Paul del Rio Canales (born 1943, died April 5, 2015) was a Venezuelan sculptor, painter and revolutionary. Paul del Rio combines modernism, cubism and surrealism to create enigmatic paintings that are usually a social commentary on the harshness of modern urban life for ordinary people, and their longing for a different life. Originally from Spain, his parents were exiled to France after the fall of the republic and then immigrated to Havana, Cuba where he was born. His family moved once more to Caracas, the capital of Venezuela his second year.
It was not as an artist but as a MIR (Spanish: Movimiento de Izquierda Revolucionaria) revolutionary that Paul del Rio first came to public notice with the pseudonym Máximo Canales. In 1963 at the age of 19 as leader of a Venezuelan revolutionary group the Armed Forces of National Liberation (in Spanish: Fuerzas Armadas de Liberación Nacional, FALN), he seized the Venezuelan cargo ship Anzoátegui (13/02/1963). The ship evaded both the U.S. Navy and Royal Navy for eleven days before docking safely at Belem coast of Brazil.

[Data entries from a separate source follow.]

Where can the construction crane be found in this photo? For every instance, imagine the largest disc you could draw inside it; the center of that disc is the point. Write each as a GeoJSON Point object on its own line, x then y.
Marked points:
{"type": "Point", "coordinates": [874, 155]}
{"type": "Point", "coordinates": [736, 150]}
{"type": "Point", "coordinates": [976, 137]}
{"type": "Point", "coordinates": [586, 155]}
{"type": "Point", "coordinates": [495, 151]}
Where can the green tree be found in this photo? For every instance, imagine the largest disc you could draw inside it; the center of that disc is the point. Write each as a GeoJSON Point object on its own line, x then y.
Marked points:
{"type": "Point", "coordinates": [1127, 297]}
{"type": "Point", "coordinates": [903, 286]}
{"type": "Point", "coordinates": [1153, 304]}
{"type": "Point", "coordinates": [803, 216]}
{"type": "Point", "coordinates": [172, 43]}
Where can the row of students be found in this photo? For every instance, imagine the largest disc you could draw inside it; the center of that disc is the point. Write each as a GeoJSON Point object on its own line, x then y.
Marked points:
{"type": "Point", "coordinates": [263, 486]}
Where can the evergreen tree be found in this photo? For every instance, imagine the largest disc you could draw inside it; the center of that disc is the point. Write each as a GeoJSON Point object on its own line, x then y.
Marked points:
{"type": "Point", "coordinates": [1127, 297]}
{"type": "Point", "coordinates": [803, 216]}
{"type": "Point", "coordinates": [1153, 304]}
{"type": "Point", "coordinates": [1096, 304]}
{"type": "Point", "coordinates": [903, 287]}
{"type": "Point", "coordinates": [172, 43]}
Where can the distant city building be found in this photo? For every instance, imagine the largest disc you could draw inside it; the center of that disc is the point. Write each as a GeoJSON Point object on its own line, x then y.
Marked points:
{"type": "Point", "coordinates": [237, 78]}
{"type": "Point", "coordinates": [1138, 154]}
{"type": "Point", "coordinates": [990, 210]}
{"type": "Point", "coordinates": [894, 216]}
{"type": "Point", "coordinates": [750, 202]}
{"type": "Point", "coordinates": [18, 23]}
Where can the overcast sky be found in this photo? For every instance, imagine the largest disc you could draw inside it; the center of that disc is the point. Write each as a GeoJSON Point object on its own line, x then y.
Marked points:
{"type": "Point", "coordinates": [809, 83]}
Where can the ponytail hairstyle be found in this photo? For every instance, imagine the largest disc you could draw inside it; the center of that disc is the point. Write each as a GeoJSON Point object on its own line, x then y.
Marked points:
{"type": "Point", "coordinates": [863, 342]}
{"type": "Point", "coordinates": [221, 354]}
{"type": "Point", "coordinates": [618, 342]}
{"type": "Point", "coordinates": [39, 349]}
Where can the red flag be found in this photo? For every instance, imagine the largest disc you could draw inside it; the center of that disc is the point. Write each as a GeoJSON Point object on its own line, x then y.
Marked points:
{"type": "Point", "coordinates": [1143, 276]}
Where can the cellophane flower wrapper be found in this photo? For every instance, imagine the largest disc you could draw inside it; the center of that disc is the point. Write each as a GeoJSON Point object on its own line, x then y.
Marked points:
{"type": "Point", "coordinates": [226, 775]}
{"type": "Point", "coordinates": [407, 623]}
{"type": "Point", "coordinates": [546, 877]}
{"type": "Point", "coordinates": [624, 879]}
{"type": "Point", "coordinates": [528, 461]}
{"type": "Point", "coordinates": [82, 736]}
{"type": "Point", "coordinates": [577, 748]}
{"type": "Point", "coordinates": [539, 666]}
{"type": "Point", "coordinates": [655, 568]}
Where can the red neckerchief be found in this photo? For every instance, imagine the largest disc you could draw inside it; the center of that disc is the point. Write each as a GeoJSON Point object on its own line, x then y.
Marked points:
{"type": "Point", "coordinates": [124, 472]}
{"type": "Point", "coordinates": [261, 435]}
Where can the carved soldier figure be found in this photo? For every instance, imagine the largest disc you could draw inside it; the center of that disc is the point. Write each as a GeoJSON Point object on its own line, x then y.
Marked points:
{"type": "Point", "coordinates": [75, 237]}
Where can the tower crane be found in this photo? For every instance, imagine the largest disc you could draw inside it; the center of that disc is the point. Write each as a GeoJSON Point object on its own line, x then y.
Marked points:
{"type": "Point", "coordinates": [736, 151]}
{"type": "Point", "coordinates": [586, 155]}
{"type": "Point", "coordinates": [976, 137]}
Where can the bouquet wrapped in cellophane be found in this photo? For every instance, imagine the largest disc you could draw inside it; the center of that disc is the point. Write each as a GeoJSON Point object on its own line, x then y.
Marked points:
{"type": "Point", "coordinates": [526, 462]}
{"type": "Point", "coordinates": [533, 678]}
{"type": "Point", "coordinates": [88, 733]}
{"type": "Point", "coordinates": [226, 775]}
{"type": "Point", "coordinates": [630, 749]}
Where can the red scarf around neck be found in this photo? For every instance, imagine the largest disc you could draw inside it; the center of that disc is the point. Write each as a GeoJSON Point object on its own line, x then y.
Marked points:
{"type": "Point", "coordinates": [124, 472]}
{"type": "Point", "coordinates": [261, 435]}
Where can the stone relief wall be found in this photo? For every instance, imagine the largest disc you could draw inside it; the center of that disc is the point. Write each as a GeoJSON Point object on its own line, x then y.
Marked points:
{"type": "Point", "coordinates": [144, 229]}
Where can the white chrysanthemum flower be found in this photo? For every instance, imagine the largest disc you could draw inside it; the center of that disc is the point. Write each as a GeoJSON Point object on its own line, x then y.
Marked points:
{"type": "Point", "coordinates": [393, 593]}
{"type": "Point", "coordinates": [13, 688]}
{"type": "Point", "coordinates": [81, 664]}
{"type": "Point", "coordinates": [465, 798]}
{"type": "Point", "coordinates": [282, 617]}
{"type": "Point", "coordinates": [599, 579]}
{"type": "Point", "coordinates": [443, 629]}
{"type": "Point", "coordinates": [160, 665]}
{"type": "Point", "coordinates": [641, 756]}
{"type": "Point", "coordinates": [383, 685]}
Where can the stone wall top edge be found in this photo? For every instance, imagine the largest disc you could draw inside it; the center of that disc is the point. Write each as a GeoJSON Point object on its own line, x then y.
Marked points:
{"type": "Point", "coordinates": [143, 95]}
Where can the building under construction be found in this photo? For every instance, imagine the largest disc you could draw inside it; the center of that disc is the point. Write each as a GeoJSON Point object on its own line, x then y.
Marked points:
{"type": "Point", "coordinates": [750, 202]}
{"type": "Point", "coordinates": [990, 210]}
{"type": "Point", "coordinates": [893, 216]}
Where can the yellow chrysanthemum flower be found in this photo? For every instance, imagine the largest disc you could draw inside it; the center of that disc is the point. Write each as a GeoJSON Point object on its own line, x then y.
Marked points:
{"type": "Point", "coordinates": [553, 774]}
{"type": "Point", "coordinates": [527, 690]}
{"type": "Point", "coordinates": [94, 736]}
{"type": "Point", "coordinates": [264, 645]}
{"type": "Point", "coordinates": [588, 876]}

Six months later he kidnapped Argentine football player star Alfredo Di Stefano at gunpoint from the Potomac Hotel in Caracas while his team, Real Madrid, were on a pre-season tour of South America (24/08/1963). The kidnapping was codenamed "Julian Grimau", after the Spanish communist Julián Grimau García was executed by firing squad in Spain that April during Francisco Franco's dictatorship. Di Stefano was released unharmed two days later close to the Spanish embassy, without a ransom being paid. The FALN had intended to use the kidnapping to bring international attention on the repressive government of Romulo Betancourt. Di Stefano played in a match against São Paulo F.C. the day after and received a standing ovation in the Olympic Stadium.